I've used heroin (+ other opiates) for 5yrs now, developing, of course, a heavy addiction in that time. Along the way, I also picked up a reliance for crack cocaine. The former started out with just smoking (I'm a UK user, so was No.3), however turned into injection about 3yrs into the habit. Most worryingly to me, is that I'm still injecting crack along with it; I'm deep into a speedball habit. I'm not at all bothered or hooked by smoking crack cocaine, but rather only IV.

For about a year n a bit now, my opiate habit has been stabilized by a weekly prescription of Subutex, which works wonders in the event of not obtaining any heroin. In fact, in the above five year addiction period, I did actually stop using for about a year, thanks to the Subbies. I stopped both the H and the cocaine. A one-off unfortunate event, led me into using again, and since then have found it SO DIFFICULT to stop again.

The worry is, is I don't think stopping the opiates is too much of a problem, but rather its mix with crack as an IV'd speedball is what has me in its grip. It's dominating my life and I want to shake it off so much now. Before the pandemic, I was due to finally start some in-clinic therapy, however the global shit-show of COVID put a stop to all that.

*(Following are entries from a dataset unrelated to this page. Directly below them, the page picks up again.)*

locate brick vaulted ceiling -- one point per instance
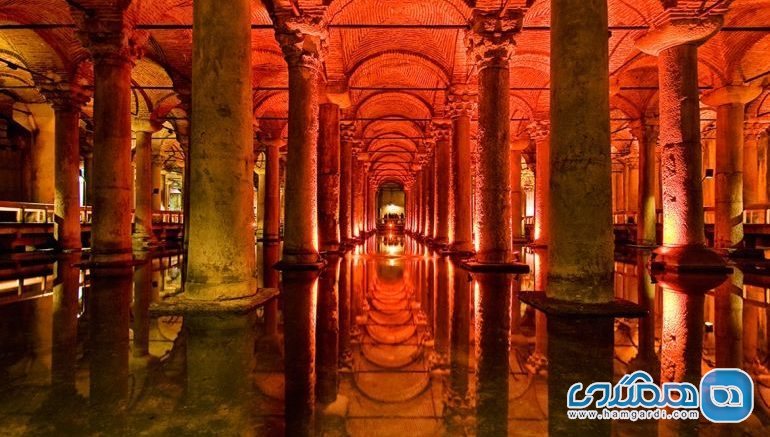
(396, 57)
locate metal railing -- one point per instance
(27, 212)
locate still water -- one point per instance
(392, 339)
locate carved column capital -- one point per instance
(347, 131)
(66, 96)
(108, 33)
(680, 25)
(539, 130)
(490, 41)
(441, 130)
(461, 101)
(303, 38)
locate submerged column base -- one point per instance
(684, 259)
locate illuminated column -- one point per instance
(358, 193)
(442, 132)
(329, 178)
(461, 105)
(730, 103)
(675, 39)
(272, 227)
(490, 46)
(220, 255)
(157, 179)
(67, 103)
(646, 132)
(347, 133)
(751, 179)
(540, 132)
(517, 212)
(143, 233)
(430, 193)
(88, 175)
(302, 44)
(113, 49)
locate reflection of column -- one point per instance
(492, 343)
(461, 105)
(220, 255)
(675, 41)
(327, 332)
(730, 104)
(457, 398)
(109, 301)
(220, 362)
(143, 232)
(141, 307)
(442, 132)
(329, 177)
(299, 306)
(728, 321)
(302, 47)
(65, 327)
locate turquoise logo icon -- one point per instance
(726, 395)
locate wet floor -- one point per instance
(392, 339)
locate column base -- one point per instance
(479, 267)
(688, 259)
(183, 305)
(288, 266)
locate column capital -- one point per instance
(441, 130)
(731, 95)
(490, 40)
(347, 131)
(303, 38)
(145, 125)
(680, 25)
(461, 101)
(108, 33)
(539, 130)
(66, 96)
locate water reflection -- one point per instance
(389, 337)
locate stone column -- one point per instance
(540, 133)
(730, 103)
(67, 103)
(517, 207)
(751, 179)
(358, 185)
(302, 40)
(675, 39)
(272, 227)
(88, 175)
(460, 106)
(143, 232)
(329, 178)
(157, 179)
(221, 261)
(113, 48)
(347, 133)
(442, 132)
(646, 133)
(490, 44)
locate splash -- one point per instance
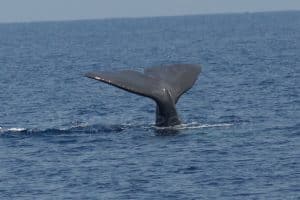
(195, 125)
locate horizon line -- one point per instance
(146, 16)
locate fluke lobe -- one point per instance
(164, 84)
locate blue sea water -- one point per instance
(64, 136)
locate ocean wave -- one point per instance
(108, 128)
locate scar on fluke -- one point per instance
(164, 84)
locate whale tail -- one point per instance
(163, 84)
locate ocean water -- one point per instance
(64, 136)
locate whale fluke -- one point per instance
(164, 84)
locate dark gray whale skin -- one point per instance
(164, 84)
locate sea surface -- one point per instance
(64, 136)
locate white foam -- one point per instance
(12, 129)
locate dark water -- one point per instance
(65, 136)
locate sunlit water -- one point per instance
(65, 136)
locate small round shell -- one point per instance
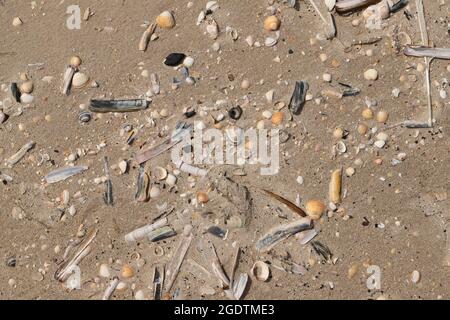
(261, 271)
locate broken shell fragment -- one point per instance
(261, 271)
(272, 23)
(75, 61)
(174, 59)
(165, 20)
(26, 87)
(335, 187)
(160, 173)
(315, 209)
(79, 80)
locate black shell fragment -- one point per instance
(174, 59)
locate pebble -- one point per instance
(371, 75)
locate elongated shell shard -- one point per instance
(103, 106)
(335, 186)
(279, 233)
(350, 5)
(298, 97)
(421, 51)
(64, 173)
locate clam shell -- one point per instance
(165, 20)
(261, 271)
(79, 80)
(160, 173)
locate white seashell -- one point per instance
(26, 98)
(330, 4)
(123, 166)
(269, 96)
(213, 30)
(171, 180)
(261, 271)
(104, 271)
(270, 42)
(188, 62)
(154, 192)
(380, 144)
(139, 295)
(160, 173)
(250, 41)
(212, 6)
(79, 80)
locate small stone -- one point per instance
(371, 75)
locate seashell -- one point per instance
(127, 272)
(139, 295)
(17, 22)
(104, 271)
(26, 87)
(270, 42)
(212, 29)
(315, 209)
(79, 80)
(202, 197)
(334, 191)
(188, 62)
(2, 117)
(84, 116)
(371, 75)
(341, 147)
(123, 166)
(26, 98)
(367, 114)
(382, 116)
(75, 61)
(277, 118)
(171, 180)
(160, 173)
(174, 59)
(261, 271)
(212, 6)
(272, 23)
(165, 20)
(362, 129)
(154, 192)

I'm not sure what replies I'm seeking here; I guess any hopeful accounts of folk who've lived with a raging crack habit (IV more so) and managed to overcome it, along with how difficult it actually ended up being. I feel like I'm never going to shake it, no matter how much I want to! It's pathetic

Hey buddy, I too was at one point a little too fond of speedballs and uppers/downer combos whatever it was. Imo dude in the interest of harm reduction you gotta just put the needle down. That would be a start. Whether youre doing drugs or not. slamming them is the most dangerous/destructive ROA and it will take you out if you're not very careful. And if you're slamming any kind of stimulant, my best guess is, you're not being super careful lol.

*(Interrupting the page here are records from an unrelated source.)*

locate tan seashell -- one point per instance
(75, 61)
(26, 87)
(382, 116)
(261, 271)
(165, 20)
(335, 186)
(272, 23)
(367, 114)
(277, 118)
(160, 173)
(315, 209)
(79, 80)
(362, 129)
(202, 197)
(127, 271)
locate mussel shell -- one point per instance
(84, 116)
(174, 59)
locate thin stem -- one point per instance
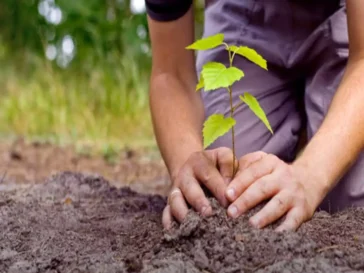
(237, 105)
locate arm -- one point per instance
(296, 190)
(177, 110)
(178, 115)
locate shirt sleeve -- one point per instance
(167, 10)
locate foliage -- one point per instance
(215, 76)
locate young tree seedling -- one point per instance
(215, 75)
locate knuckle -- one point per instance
(280, 203)
(264, 187)
(243, 203)
(255, 172)
(196, 156)
(200, 202)
(224, 150)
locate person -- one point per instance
(315, 81)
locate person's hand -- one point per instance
(212, 169)
(262, 176)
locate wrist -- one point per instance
(316, 181)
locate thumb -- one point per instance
(246, 160)
(225, 163)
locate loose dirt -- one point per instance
(33, 162)
(78, 223)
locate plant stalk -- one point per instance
(232, 108)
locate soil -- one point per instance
(33, 162)
(81, 223)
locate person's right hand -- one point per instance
(212, 169)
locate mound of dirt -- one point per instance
(76, 223)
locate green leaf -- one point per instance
(250, 54)
(200, 84)
(254, 105)
(207, 42)
(216, 75)
(216, 126)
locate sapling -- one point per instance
(215, 75)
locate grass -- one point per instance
(106, 107)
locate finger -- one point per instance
(167, 217)
(194, 194)
(225, 162)
(206, 173)
(259, 191)
(246, 160)
(271, 212)
(245, 177)
(295, 217)
(178, 205)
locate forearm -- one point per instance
(340, 138)
(177, 118)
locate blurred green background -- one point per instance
(76, 71)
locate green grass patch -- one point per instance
(107, 104)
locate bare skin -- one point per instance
(295, 189)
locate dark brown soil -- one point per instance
(76, 223)
(33, 162)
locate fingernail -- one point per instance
(233, 211)
(254, 222)
(205, 210)
(227, 180)
(231, 193)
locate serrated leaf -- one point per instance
(207, 42)
(201, 83)
(216, 126)
(250, 54)
(217, 75)
(254, 105)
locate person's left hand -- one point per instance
(292, 191)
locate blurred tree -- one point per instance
(87, 31)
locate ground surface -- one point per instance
(33, 162)
(77, 223)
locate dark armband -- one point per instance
(167, 10)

I don't mean to preach though. Suboxone has really helped me get off opiates. It kinda sucks they don't have anything as a "replacement" for coke/amps, aside from maybe Naltrexone some people take. For me, what has worked best to get my brain back into normal functioning from long term stimulant abuse, was taking Escitalopram (Serotonin reuptake inhibitor) and Bupropion (norepinephrine and dopamine reuptake inhibitor). Which, in my case, seems to be the best combo to get away from bad stimulant use as it basically works along the same pathways as coke or amphetamine.

Plus all the typical eat right, exercise, mediation, etc. etc. that stuff really does help. There are many supplements you can take as well that are important for dopamine production such as L-tyrosine and L-Phenylalynine.
 
is this thread still updated?

cause i have exactly the same problem i cant work without getting a speedball in the morning... its really bad slowly ... cause i have been in substitution since 2013 and it really started when i found the groin and i have very good veins there and always hit without shooting a second time! Anyway, I've been speedball dependent since 2018

you got on a better way sir @Jodorowsky71 and where u from is it hard to get h and k. fastly?